I know that this value is normal, but it has no gradient
But when I use floating point numbers, the effect of the generated image is not what I want at all. I don’t know what to do.
Since you weren’t able to train the model using the uint8 approach, could it also be possible that the cause of the issue with generated image quality is the result of some other part of your model/training process rather than this particular function.
Theoretically, I can use CV2 to implement it, but there will be no gradient in training. My process is in the training graph, so I have to use tensor. But using the actual tensor is not enough and must be converted to unit8, which gives me a headache.
The main issue is that you are using torch.clamp(new_tensor, 0, 255) and this is probably why you are getting very different outputs for int vs float operations. One workaround is using rounding operations.
import torch
import numpy as np
# your int method
def apply_relighting_tensor_int(tensor, alpha, beta):
tensor = tensor * 255.0
new_tensor = tensor.to(torch.uint8)
new_tensor = new_tensor * alpha + beta / 255.
new_tensor = torch.abs(new_tensor)
new_tensor = new_tensor.to(torch.float32)
new_tensor = new_tensor / 255.0
return new_tensor
# new float method
def apply_relighting_tensor_float(tensor, alpha, beta):
tensor_float = tensor * 255.0
new_tensor = torch.round(tensor_float * alpha + beta, decimals=1)
new_tensor = new_tensor / 255.0
return torch.round(new_tensor, decimals=1)
if __name__ == "__main__":
image_tensor = torch.rand(1, 3, 64, 64)
# random alpha and beta
alpha = 2.5
beta = 0.1
# apply functions
int_tensor = apply_relighting_tensor_int(image_tensor, alpha=alpha, beta=beta)
float_tensor = apply_relighting_tensor_float(image_tensor, alpha=alpha, beta=beta)
# check stats
print(f"INT VS FLOAT MAX: {int_tensor.max()} vs {float_tensor.max()}")
print(f"INT VS FLOAT MIN: {int_tensor.min()} vs {float_tensor.min()}")
print(f"INT VS FLOAT MEAN: {int_tensor.mean()} vs {float_tensor.mean()}")
print(f"INT VS FLOAT STD: {int_tensor.std()} vs {float_tensor.std()}")
Though it’s not exactly giving the int8 outputs, the stats show that the float method is almost same as the int method.
INT VS FLOAT MAX: 2.4901974201202393 vs 2.5
INT VS FLOAT MIN: 1.537870048196055e-06 vs 0.0
INT VS FLOAT MEAN: 1.2464064359664917 vs 1.2522379159927368
INT VS FLOAT STD: 0.7196686863899231 vs 0.7208324670791626
This apply_relighting_tensor_float method shouldn’t have any issues with the gradient flow.
Thank you very much for your reply. The round operation may affect the gradient.
Since the round operation is not differentiable or has zero gradient at most points, if rounding is used in the neural network or optimization process:
Gradient blocking: This operation causes the gradient on the relevant path to be zero, thereby blocking the gradient flow. This may cause the model to be unable to learn effectively.

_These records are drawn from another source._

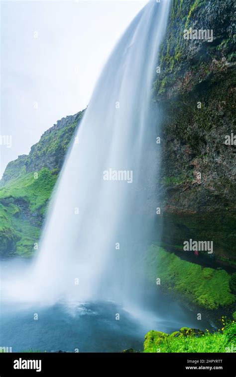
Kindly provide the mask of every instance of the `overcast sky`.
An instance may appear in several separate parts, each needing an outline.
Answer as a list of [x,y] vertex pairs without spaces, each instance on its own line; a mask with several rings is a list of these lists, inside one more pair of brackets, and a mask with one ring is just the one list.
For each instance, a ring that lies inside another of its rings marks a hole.
[[86,107],[115,44],[147,2],[1,1],[0,136],[11,136],[12,147],[0,145],[0,177],[57,120]]

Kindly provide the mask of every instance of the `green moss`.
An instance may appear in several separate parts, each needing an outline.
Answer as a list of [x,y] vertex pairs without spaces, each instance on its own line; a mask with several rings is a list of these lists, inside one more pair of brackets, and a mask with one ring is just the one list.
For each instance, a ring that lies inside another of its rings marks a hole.
[[145,264],[151,282],[155,284],[160,278],[162,289],[178,293],[184,300],[209,309],[235,302],[231,276],[224,270],[204,268],[154,245],[147,251]]
[[168,336],[168,334],[161,331],[151,330],[145,336],[144,350],[158,346]]
[[203,1],[203,0],[195,0],[194,3],[191,7],[189,14],[187,17],[187,21],[186,23],[185,24],[186,27],[188,26],[188,24],[189,24],[193,13],[198,9],[198,8],[200,8],[200,6],[202,6],[204,4],[206,4],[206,1]]
[[0,255],[29,257],[38,241],[45,213],[57,176],[42,169],[12,180],[0,188]]
[[23,201],[32,213],[45,207],[57,177],[46,168],[35,172],[36,176],[29,173],[0,188],[0,200],[12,199],[14,203]]
[[[152,330],[145,337],[144,352],[234,352],[236,324],[228,322],[215,333],[208,330],[203,333],[195,329],[183,328],[169,335],[158,336],[158,331]],[[184,330],[184,331],[183,331]],[[162,334],[163,334],[162,333]],[[232,350],[233,349],[233,350]]]

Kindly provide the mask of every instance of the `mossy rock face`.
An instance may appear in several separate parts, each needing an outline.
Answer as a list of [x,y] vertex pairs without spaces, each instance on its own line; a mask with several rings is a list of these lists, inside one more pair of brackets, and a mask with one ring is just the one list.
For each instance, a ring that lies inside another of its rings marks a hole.
[[236,293],[236,272],[231,275],[231,280],[230,283],[230,288],[233,292]]
[[186,302],[214,310],[236,302],[230,286],[231,275],[224,270],[204,268],[155,245],[147,250],[143,263],[153,286],[156,286],[156,279],[159,279],[160,289],[177,294]]
[[28,155],[7,165],[0,181],[0,257],[29,257],[37,249],[51,195],[83,114],[58,121]]
[[[233,0],[172,1],[153,94],[162,109],[162,240],[213,240],[217,257],[235,262],[236,155],[225,144],[236,127],[233,8]],[[190,27],[213,29],[213,42],[185,40]]]

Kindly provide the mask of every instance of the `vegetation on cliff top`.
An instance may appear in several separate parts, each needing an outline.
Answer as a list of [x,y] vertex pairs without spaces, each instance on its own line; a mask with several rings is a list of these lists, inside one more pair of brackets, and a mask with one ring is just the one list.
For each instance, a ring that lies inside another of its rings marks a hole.
[[183,327],[169,335],[151,330],[145,337],[144,352],[235,352],[236,323],[222,319],[222,328],[214,333]]

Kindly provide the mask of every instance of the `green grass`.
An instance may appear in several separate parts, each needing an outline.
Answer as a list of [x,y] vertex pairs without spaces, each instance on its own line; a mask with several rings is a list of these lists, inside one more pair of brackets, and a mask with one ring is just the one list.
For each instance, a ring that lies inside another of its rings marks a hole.
[[156,284],[160,278],[161,289],[178,294],[185,300],[210,309],[235,302],[230,286],[231,276],[224,270],[203,268],[154,245],[147,250],[144,263],[152,283]]
[[186,328],[170,335],[152,330],[145,336],[144,352],[229,352],[236,351],[236,324],[226,322],[214,333],[208,330],[197,336]]

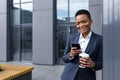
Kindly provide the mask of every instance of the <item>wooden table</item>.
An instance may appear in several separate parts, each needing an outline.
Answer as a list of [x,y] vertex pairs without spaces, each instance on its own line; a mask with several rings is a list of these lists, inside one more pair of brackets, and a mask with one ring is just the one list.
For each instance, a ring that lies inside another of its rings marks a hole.
[[32,80],[33,66],[0,64],[0,80]]

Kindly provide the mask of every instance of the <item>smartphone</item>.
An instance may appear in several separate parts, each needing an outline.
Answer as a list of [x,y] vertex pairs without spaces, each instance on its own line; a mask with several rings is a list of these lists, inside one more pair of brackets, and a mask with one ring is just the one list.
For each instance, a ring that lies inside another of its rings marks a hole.
[[80,44],[74,43],[72,44],[72,47],[77,47],[77,49],[80,49]]

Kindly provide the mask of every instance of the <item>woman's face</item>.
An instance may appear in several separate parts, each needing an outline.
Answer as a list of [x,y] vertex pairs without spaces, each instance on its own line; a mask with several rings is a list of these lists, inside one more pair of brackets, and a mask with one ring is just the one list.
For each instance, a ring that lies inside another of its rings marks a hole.
[[76,27],[84,35],[89,34],[91,30],[92,20],[88,18],[85,14],[80,14],[76,16]]

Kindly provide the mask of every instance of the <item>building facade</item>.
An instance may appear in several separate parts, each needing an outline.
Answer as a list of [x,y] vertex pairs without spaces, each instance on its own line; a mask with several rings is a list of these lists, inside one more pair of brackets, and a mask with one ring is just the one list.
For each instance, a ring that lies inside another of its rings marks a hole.
[[77,31],[74,14],[79,9],[91,12],[92,28],[102,34],[101,1],[4,0],[0,4],[0,61],[64,64],[62,55],[68,36]]

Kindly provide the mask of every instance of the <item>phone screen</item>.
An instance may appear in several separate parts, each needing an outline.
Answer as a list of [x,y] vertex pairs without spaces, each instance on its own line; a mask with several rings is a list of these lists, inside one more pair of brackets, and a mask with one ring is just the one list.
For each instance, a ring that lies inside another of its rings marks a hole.
[[72,47],[77,47],[77,49],[80,49],[80,44],[72,44]]

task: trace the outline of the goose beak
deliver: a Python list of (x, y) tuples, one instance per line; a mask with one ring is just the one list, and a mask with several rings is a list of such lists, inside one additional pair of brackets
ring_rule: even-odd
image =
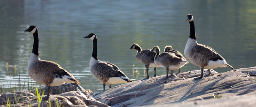
[(29, 31), (28, 30), (28, 29), (24, 30), (24, 32), (29, 32)]
[(189, 20), (189, 17), (188, 17), (188, 18), (187, 18), (187, 20)]

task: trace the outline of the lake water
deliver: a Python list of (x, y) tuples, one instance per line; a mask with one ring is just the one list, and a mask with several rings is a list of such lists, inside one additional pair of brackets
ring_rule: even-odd
[[(36, 85), (26, 71), (33, 39), (23, 31), (31, 25), (38, 28), (40, 58), (59, 64), (95, 92), (103, 90), (102, 84), (91, 75), (93, 44), (84, 37), (95, 33), (99, 59), (116, 65), (136, 81), (146, 77), (145, 68), (135, 58), (137, 51), (129, 50), (131, 45), (136, 43), (143, 49), (158, 45), (161, 51), (171, 45), (184, 53), (188, 14), (194, 16), (198, 43), (213, 48), (235, 68), (254, 66), (255, 5), (255, 0), (1, 0), (1, 86)], [(181, 68), (198, 69), (191, 63)], [(165, 72), (157, 68), (158, 75)], [(149, 75), (154, 75), (153, 68)]]

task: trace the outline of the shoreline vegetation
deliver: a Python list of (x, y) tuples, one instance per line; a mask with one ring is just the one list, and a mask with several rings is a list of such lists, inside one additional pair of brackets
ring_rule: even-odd
[[(256, 67), (213, 73), (212, 76), (207, 76), (207, 73), (205, 70), (205, 77), (195, 80), (193, 78), (200, 75), (200, 70), (183, 72), (177, 77), (166, 80), (164, 79), (165, 75), (163, 75), (123, 84), (95, 94), (77, 83), (66, 83), (52, 87), (52, 95), (45, 101), (42, 101), (42, 98), (46, 96), (47, 87), (41, 85), (34, 87), (34, 89), (32, 86), (25, 87), (24, 83), (19, 80), (17, 82), (19, 85), (12, 89), (14, 90), (13, 92), (4, 93), (1, 87), (0, 105), (7, 107), (179, 107), (189, 105), (224, 107), (236, 104), (249, 107), (255, 103), (255, 101), (252, 102), (252, 100), (256, 95)], [(26, 91), (17, 91), (20, 89)], [(239, 103), (233, 103), (233, 100)]]

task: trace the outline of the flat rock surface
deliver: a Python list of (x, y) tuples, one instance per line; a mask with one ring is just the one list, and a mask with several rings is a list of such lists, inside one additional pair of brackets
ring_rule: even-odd
[[(41, 93), (47, 87), (41, 88)], [(57, 87), (52, 87), (52, 94), (49, 100), (42, 101), (40, 107), (56, 107), (57, 103), (61, 107), (109, 107), (97, 101), (91, 96), (93, 94), (90, 90), (84, 89), (76, 83), (66, 83)], [(47, 92), (45, 93), (45, 95)], [(9, 101), (11, 106), (38, 107), (35, 91), (18, 91), (3, 94), (0, 96), (0, 105), (6, 106)], [(43, 97), (46, 96), (43, 95)]]
[[(158, 76), (122, 84), (92, 96), (112, 107), (170, 106), (173, 104), (179, 107), (192, 105), (190, 104), (195, 101), (205, 103), (206, 101), (207, 101), (209, 103), (215, 102), (217, 104), (213, 105), (218, 105), (222, 103), (232, 103), (233, 99), (240, 100), (233, 98), (235, 97), (247, 98), (247, 96), (250, 97), (246, 98), (250, 100), (243, 99), (240, 101), (246, 101), (249, 104), (252, 101), (255, 103), (255, 100), (252, 101), (251, 98), (255, 99), (256, 95), (256, 77), (253, 76), (256, 72), (256, 67), (221, 73), (212, 72), (214, 75), (211, 76), (207, 75), (208, 72), (205, 69), (204, 77), (202, 79), (194, 80), (193, 77), (199, 76), (201, 72), (198, 70), (183, 72), (178, 77), (168, 79), (165, 79), (165, 75)], [(217, 100), (221, 102), (219, 102)], [(183, 105), (184, 102), (188, 104)]]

Optimization difficulties: Using non-differentiable operations such as round makes the optimization process more difficult because the gradient information is lost or inaccurate.
The image after apply will be sent to the detector for detection, so I can’t let it break the gradient. I’ll try it first. If it still doesn’t work, I’ll come back and tell you.